NPR has a story about recent arrests for blasphemy in Greece that I wrote about when they happened. The first was a scientist named Philippos Loizos who dared to make fun of a dead Greek Orthodox monk and the second was against the director and cast of a performance of the Terrence McNally play Corpus Christi. While most European countries got rid of their blasphemy laws, Greece retains theirs and is now using them again:
But in the 20th century, Nash adds, most European countries took action to separate church and state and phased out blasphemy laws.
In Greece, the Orthodox Church remains powerful, and its opinions about blasphemy hold sway. But the church does not get involved with the law, says Haris Konidaris, a spokesman for Archbishop Ieronymos of Greece.
Well, many of your priests were part of a mob that attacked the theater where that play was being performed:
Christian activists have pushed prosecutors to make arrests on blasphemy charges in the past.
And in the past year, the neofascist Golden Dawn party has also called for such arrests during speeches in the Parliament.
Yannis Ktistakis, a human-rights attorney, says the blasphemy laws fit into their agenda. “It’s the political agenda of nationalism,” he says. “They think that now is the time to call [on] Greeks to think about their ‘special’ identity.”

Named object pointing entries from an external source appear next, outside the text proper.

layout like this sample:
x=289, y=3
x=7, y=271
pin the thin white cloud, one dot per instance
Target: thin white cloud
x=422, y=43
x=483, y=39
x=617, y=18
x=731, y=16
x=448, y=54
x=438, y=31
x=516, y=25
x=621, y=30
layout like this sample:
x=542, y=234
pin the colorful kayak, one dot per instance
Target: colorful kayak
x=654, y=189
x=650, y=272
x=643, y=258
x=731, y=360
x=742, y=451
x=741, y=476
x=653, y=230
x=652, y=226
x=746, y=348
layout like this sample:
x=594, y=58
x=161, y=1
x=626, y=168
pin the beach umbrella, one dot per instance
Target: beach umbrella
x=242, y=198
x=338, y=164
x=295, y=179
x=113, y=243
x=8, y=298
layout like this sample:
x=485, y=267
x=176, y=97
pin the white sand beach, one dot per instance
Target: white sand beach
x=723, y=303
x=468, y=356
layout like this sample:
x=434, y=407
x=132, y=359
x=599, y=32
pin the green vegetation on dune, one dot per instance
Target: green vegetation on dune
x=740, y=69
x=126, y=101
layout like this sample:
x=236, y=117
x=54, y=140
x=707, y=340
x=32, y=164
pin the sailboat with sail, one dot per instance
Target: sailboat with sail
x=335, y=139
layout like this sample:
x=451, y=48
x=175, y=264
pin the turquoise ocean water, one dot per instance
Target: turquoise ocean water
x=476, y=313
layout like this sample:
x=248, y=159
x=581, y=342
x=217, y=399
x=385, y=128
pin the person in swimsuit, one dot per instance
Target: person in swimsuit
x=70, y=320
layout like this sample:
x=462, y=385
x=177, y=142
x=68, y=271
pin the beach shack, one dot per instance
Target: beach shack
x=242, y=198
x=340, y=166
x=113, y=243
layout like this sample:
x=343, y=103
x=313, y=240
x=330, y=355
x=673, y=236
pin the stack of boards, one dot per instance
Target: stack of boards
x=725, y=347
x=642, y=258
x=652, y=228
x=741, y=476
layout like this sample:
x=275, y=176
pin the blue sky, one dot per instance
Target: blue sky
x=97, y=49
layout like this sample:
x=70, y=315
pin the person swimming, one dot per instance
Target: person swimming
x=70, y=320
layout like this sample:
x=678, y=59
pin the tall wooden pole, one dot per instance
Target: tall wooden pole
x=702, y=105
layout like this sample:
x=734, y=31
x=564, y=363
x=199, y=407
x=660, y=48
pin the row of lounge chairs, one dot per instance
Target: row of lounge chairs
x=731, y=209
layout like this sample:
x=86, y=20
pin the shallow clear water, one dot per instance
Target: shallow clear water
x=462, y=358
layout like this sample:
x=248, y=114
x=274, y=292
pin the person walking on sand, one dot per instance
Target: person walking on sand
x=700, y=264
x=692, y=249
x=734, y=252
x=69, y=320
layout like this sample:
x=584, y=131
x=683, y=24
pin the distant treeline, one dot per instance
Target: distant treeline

On the pretext of defending Greek identity and the Greek Orthodox faith, a Golden Dawn parliamentary deputy screamed obscenities as he led a mob that stormed a controversial play this October. The mob, which included priests, also threw rocks at those attending the Greek production of Corpus Christi, the Terrence McNally play that portrays Jesus and his apostles as gay men in modern-day Texas.
So why hasn’t the Greek Orthodox church condemned any involvement with the fascists? And demanded that these barbaric prosecutions be stopped? Oh, that’s right, they don’t get involved with the law — except when they do.